# Range extender on a TURBO LEVO FSR COMP 6FATTIE?



## GarethTrek (Jun 25, 2021)

Hi all,

Does anyone know if it is possible to use the specialised range extender on a *TURBO LEVO FSR COMP 6FATTIE?*

Many thanks in advance!


----------



## mlx john (Mar 22, 2010)

The Specialized range extender is only compatible with the Levo SL, Kenevo SL, and the Creo E-bikes.


----------



## GarethTrek (Jun 25, 2021)

mlx john said:


> The Specialized range extender is only compatible with the Levo SL, Kenevo SL, and the Creo E-bikes.

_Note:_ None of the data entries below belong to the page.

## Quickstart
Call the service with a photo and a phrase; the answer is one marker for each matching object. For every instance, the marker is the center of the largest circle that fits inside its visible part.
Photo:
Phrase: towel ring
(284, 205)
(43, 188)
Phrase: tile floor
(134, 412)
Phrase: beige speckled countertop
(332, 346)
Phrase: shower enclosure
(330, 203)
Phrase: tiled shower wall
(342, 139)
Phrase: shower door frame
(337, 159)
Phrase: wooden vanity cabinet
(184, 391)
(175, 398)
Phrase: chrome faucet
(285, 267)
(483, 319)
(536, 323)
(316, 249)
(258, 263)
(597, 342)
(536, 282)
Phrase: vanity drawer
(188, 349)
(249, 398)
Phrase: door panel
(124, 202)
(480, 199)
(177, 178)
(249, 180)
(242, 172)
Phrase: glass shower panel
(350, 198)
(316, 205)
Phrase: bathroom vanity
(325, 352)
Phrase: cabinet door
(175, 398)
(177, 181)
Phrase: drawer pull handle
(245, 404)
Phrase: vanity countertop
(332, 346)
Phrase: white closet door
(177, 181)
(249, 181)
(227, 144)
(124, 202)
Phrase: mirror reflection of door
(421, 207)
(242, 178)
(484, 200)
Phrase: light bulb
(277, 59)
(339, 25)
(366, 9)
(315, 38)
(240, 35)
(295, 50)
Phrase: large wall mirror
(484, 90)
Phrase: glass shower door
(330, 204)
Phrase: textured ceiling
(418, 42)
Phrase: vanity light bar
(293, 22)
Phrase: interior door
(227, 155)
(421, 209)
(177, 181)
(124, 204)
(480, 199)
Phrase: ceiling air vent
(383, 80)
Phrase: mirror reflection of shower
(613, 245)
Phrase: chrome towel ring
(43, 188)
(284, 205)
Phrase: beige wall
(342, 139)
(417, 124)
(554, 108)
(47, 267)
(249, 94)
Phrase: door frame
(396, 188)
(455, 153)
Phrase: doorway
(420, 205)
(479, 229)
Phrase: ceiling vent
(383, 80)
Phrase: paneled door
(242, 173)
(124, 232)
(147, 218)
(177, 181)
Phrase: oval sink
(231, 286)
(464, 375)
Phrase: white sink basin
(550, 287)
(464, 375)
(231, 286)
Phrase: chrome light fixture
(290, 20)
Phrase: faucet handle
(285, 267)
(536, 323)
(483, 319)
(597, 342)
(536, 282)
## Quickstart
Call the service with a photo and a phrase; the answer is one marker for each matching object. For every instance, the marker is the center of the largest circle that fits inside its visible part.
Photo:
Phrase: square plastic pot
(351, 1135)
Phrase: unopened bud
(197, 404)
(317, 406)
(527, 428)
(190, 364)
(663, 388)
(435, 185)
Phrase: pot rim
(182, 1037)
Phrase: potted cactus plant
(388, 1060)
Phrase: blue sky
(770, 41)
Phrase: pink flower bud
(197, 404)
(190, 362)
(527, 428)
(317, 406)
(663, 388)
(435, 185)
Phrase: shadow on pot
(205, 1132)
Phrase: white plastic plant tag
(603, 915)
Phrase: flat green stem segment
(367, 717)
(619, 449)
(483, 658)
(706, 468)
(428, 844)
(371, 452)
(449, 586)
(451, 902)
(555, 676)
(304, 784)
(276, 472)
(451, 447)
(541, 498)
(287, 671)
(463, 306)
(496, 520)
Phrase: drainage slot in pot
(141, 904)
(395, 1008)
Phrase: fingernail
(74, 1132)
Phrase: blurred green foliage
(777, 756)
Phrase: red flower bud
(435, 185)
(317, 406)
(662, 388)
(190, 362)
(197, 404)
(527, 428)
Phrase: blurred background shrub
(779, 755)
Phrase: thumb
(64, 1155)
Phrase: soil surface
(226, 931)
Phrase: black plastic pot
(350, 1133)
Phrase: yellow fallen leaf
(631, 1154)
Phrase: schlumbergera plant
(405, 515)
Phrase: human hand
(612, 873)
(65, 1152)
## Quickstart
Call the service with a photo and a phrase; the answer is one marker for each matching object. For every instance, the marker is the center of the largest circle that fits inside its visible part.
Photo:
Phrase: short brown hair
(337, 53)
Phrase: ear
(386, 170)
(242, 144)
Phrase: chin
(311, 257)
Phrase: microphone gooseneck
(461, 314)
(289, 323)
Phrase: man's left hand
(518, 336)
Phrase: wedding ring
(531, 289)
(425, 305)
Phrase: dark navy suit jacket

Thanks John! That’s a shame though!


----------



## Will Fisher (May 12, 2015)

Gareth, get the Trailwatts booster. That’s what I did for my 2018 Levo carbon. www.trailwatts.com. Turbo Levo Trailwatts Supplemental Battery


----------



## GarethTrek (Jun 25, 2021)

Oh! So it is possible? I’ve only had a quick look at the website so will have a good look later this evening but it looks promising! I couldn’t see any indication of price on there though… Do you know roughly how much a kit would cost for a Levo FSR Comp 6 Fattie? (Assuming you’ve bought one yourself).


----------



## Will Fisher (May 12, 2015)

Gareth, on their homepage click the link to their store. I bought the larger 378wh battery and it was like $800. This is what it looks like installed. And at 4 lbs was a good bit lighter than I expected.


----------



## GarethTrek (Jun 25, 2021)

Thanks Will for the details and also the pics. The additional battery looks like a really good retrofit! Definitely something to consider!


----------